R - Ces mesures ont été prises, elles ont été décidées. Ce qui est en cause, c'est la rapidité de mise en ¿uvre des décisions européennes.

Q - Pourquoi est-ce si long ?

R - Parce que l'Europe est un espace de négociations et de discussions. Il y a eu des intérêts qui sont apparus, par exemple les Grecs ont une flotte très importante et ils ne souhaitent pas avoir des contrôles trop lourds. Nous sommes quand même arrivés à des décisions qui ont été prises l'an dernier mais le chef de l'Etat l'a dit, il faut que l'Europe passe aux actes le plus vite possible. C'est la raison pour laquelle, avec les Espagnols, nous allons faire adopter au Sommet de Copenhague dans quelques jours une accélération de la mise en ¿uvre des mesures qui ont été prises et qui auraient dû être déjà appliquées.

Q - Mais ne sommes-nous pas nous aussi fautifs, par exemple les fameux contrôles qui doivent être effectués dans les ports sur tous les navires qui sont porteurs de produits dangereux, cela a été décidé en 1995, or 25 % devraient être contrôlés, 9 % ont été contrôlés en 2001.

R - Vous avez raison, chaque pays doit regarder devant sa porte, ce qui est quand même à retenir de l'expérience récente, hélas dramatique, c'est que quand on veut, on peut. Un bateau, le Byzantio, qui était au large de nos côtes et qui présentait exactement les mêmes caractéristiques déplorables, vétustes, de "bateau-poubelle" transportant du goudron, du fuel, a été écarté après une inspection. Il a déchargé à Rotterdam et maintenant il poursuit sa route et n'est plus dangereux. Donc quand on veut, on peut et c'est ce que le Président de la République et le gouvernement français avec le gouvernement espagnol vont demander à l'Europe de prendre en compte.

Q - Pour la France on va décider d'augmenter le nombre des contrôleurs : quand, combien ?

R - Cela a déjà été fait. Il va y avoir des recrutements mais il faut former les gens. Leur nombre va être doublé, mais d'ores et déjà nous allons recruter des jeunes retraités de la marine marchande qui ont toute l'expertise nécessaire pour accentuer et renforcer les contrôles.

Q - On a proposé au Conseil des ministres des transports trois suggestions : le bannissement de leur port des navires à simple coque transportant du fuel lourd, repousser à plus de 200 milles ceux qui transportent des matières dangereuses et puis hâter l'interdiction des navires à simple coque, c'était 2015, cela pourrait être 2010 ?

R - Absolument

Q - Pensez-vous que toutes ces décisions vont être ratifiées à Copenhague ?

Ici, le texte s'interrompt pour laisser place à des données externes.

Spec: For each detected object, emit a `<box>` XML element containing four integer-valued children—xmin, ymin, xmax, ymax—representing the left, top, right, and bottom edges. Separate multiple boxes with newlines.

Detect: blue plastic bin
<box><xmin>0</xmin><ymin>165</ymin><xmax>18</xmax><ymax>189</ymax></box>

R - Je pense qu'elles vont toutes être approuvées par les chefs d'Etat et de gouvernement parce que vraiment, les images de télévision sont absolument insupportables et on voit bien qu'en dehors des dommages purement écologiques ou économiques, il y a des drames humains et on ne peut pas y rester insensible. C'est le devoir des chefs d'Etat et sachez que l'Espagne et la France en particulier, mais aussi le Portugal et d'autres gouvernements vont insister pour que l'Europe parle d'une seule voix pour stopper à tout jamais la possibilité pour ces navires d'approcher nos côtes, comme d'ailleurs les Américains l'ont fait.

Q - Si d'aventure, il y avait de la résistance à Copenhague. Si par exemple, les Grecs que vous évoquiez et qui vont prendre la présidence après les Danois, parce qu'ils ont des flottes de complaisance usitées, est-ce qu'il faudrait que ces mesures soient appliquées de manière unilatérale ?

R - Nous avons appliqué récemment certaines mesures de contrôle pour ce qui intéresse ce bateau, le Byzantio. J'ai bon espoir, la dynamique européenne et la conscience européenne vont jouer ; j'ai bon espoir que ces mesures seront approuvées à Copenhague, je ne vois pas d'autre issue.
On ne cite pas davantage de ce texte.